Mother Jones or Newsweek.

The Onion or Othello.

Or all of the above.

We are what we eat and it is true that now our table can be more bountiful with offerings that agree with us than ever.

Or should I say now?

How about now?

I do, however, think that the gadflies will evolve as well. The evolution of revolution just might be Guerilla Theatre 2.0.

Thanks for a pro viking read.

Umm, I mean provoking. ;-)

Rich on 2/23/09, 8:00 AM said...

Barry,

Do you think it was always like that?

I seem to think most people had some shared primary sources of information, and most of them attempted to be objective (whether they succeeded or not was a different question). We might have had our special interest pubs delivered to our door, but the rest of it was relatively neutral. And even if it wasn't, we could debate about what they were saying because we all watched the same thing.

Nowadays, it seems there are some folks whose entire buffet selection points to very odd conclusions. For example, some say we have to nationalize banks. Some don't even know what that means, but all of their information streams tell them it must be ... so they believe it.

But what does that mean? Objectively, it would mean that the government would become our landlord. They would own our businesses, our homes, and all other assets. They would have 100 percent access to our financial files, and, based upon their behavior with automakers, they may even dictate what debtors might spend the money.

Ah well, I'm an advocate of having all of it and would likely read all of the above as you listed out. I'm confident you appreciate the same.

You may remember when I wrote about wingnuts, with 10 percent on each side of an argument those who will not move. I think the direction we are taking, if we are not careful, will only expand the wingnut base on both sides.

Can you imagine a country like that? Thirty percent on either side unmoving against an ever shrinking middle. As that happens, it will not matter whether the decisions will be right or wrong, but rather read or blue.

Hmmm ... maybe you're right. We might already be there, perhaps just a few steps off from the tipping point. Bumpy rides ahead.

Best,
Rich

Barry on 2/23/09, 11:22 AM said...

"When people are free to do as they please, they usually imitate each other."

-Eric Hoffer

I think inarguably there is a quickening of content preaching to the already converted and that this may be more inclined to create warring tribes than ever.

I remember, long before I ever went online, the notion struck me that people gather together in tribes, that those tribes are held together by belief systems and those belief systems, like fat cells in a body, are looking to survive. It seems the internet has provided a way for them to do that and to multiply.

The internet also provides us a way to trim that fat but it requires exercising our brains in ways we might not be comfortable with. For better or for worse I think the web is the new land of opportunity and the beauty of it is that we are all immigrants here and therefore are all blessed with the remarkable ability to see its potential.

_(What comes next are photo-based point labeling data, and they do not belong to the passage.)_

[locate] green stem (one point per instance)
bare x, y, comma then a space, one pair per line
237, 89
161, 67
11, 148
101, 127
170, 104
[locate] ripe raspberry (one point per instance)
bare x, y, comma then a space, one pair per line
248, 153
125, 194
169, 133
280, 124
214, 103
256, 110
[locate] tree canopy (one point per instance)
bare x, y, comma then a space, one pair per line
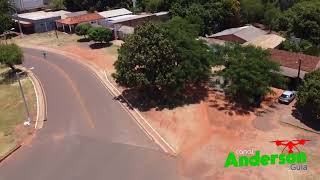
308, 99
10, 55
302, 20
162, 57
249, 73
100, 34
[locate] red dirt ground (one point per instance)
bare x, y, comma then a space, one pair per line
205, 133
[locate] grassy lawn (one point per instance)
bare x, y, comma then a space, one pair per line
112, 50
12, 111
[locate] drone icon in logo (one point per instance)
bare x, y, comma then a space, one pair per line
290, 145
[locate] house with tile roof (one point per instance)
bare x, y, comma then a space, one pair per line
240, 34
72, 22
291, 63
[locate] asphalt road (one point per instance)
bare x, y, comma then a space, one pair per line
87, 134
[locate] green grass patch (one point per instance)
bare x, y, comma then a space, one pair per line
12, 111
112, 50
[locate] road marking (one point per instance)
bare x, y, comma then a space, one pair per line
73, 87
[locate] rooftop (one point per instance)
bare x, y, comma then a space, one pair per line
291, 60
80, 19
115, 12
247, 33
266, 41
127, 18
37, 15
78, 13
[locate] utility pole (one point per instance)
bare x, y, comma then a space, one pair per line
28, 121
16, 14
299, 67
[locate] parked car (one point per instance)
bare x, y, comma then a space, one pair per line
287, 97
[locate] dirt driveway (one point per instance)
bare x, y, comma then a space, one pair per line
204, 133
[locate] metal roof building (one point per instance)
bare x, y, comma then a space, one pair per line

Vaclav Havel, the playwright and former president of The Czech Republic wrote that initially after the Velvet Revolution folks were excited to be free to do, think and prosper as they please but that in short order many became tired of the hard work involved in managing their own destinies and a very large part of the society began to long for the good old days of soviet control.

Potential is a much easier thing to see than to bring to a desirable fruition. It really is a lot simpler to let someone do our thinking for us and in our present circumstance I think the future of mind control is as secure as we allow it to be.

Thanks again,

Barry

Rich on 2/24/09, 2:12 PM said...

Barry,

The thanks belongs to you. The conversation always adds depth that would not otherwise be here.

I see the potential and remain an advocate of of social media. However, the warning you share is one outcome that we need to we avoid. We cannot afford to allow people to do our thinking for us nor buy into the notion that some issues are too complex to question. Or, as outlined, we risk those who might manipulate us — isolate and conquer.

“If liberty means anything at all, it means the right to tell people what they do not want to hear.” — George Orwell

But Orwell presumed we would always will hear. We have to keep our ears open.